Yes, I'm very aware that this country's weather is as variable as any on the planet. While locals here roast and endure 58-mph gusts (that's what I've just read on a local news source), the Midwest is getting hammered by an early snowstorm, and residents in the Northeast are just digging out from several days of heavy rain. Yet no matter where American oenophiles live, most of them still want a glass of Pinot Noir, Beaujolais, Grenache, Sangiovese, or another light red with their dinner.
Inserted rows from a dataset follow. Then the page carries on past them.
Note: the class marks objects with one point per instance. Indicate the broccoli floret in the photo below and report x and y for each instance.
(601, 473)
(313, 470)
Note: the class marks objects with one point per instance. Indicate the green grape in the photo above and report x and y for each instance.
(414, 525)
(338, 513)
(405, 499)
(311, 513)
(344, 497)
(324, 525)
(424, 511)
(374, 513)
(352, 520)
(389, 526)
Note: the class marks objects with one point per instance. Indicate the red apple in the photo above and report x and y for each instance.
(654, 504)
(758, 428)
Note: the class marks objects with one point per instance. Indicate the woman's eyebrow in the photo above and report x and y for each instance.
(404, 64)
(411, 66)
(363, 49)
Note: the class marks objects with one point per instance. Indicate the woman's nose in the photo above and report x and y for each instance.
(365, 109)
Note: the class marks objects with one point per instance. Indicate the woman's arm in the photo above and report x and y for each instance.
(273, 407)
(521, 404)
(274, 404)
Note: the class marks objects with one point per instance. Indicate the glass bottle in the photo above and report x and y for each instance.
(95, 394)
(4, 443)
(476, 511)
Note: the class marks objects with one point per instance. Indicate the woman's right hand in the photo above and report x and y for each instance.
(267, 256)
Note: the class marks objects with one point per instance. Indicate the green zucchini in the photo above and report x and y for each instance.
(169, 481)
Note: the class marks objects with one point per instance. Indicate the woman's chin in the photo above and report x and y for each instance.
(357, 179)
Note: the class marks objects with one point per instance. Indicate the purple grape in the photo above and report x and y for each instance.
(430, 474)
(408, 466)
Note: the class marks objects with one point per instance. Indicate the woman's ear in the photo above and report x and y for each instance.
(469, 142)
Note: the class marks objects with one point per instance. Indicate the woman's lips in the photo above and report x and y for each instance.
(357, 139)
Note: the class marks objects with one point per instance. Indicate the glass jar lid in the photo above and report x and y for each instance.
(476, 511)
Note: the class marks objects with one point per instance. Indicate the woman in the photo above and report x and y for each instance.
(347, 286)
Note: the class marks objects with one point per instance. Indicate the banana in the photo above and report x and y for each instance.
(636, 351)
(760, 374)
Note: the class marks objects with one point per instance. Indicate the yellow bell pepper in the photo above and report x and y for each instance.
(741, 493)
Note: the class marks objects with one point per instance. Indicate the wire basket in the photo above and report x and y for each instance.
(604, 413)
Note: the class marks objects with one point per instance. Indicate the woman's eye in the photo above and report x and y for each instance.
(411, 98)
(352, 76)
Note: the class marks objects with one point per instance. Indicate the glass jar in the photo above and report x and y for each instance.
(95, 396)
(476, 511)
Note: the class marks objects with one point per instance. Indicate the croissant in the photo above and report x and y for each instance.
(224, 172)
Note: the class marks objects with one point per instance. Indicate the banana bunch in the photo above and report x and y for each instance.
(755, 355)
That preference is easy to understand, since they've probably quaffed easy-drinking whites, roses, and bubblies for the last six months to beat the heat and humidity.

So what'll satisfy wine fans not yet ready to plunge into heavyweights Syrah, Cabernet Sauvignon, Zinfandel, or Bordeaux for the next five months ... and, come to think of it, be a star on Turkey Day?

REGNARD HAUT COTES DE BEAUNE PINOT NOIR 2005/CHABLIS: ABOUT $15

100% Pinot Noir. In 1860, Zephir Regnard founded his winemaking business, a house that would later become of the most prestigious in the Chablis sub-region. Baron Patrick de Ladoucette bought Regnaud in 1984, ensuring its dedication to producing wines of classic style and tradition. The essence of a classic red Burgundy is a haunting, unforgettable melding of purity, delicacy, and earthiness, and this ethereal beauty from Baron de Ladoucette has those qualities in abundance: a gossamer-light bouquet and palate of Bing cherries, lilacs, roses, mushrooms, black pepper, and freshly tilled earth. With its pale ruby hue, fragile body, surprising grip on the mid-palate, and an ever-lasting finish with subtle spices. It summarizes everything that this varietal from this famed region should be. It acts like a premier cru with a price tag of at least $50, yet numerous retailers have it on their shelves in the $15 neighborhood. If you haven't had the chance to sample a quality Burgundy, take the plunge. (Dare we suggest that its elegance and balance would make it a hit on your Thanksgiving table?)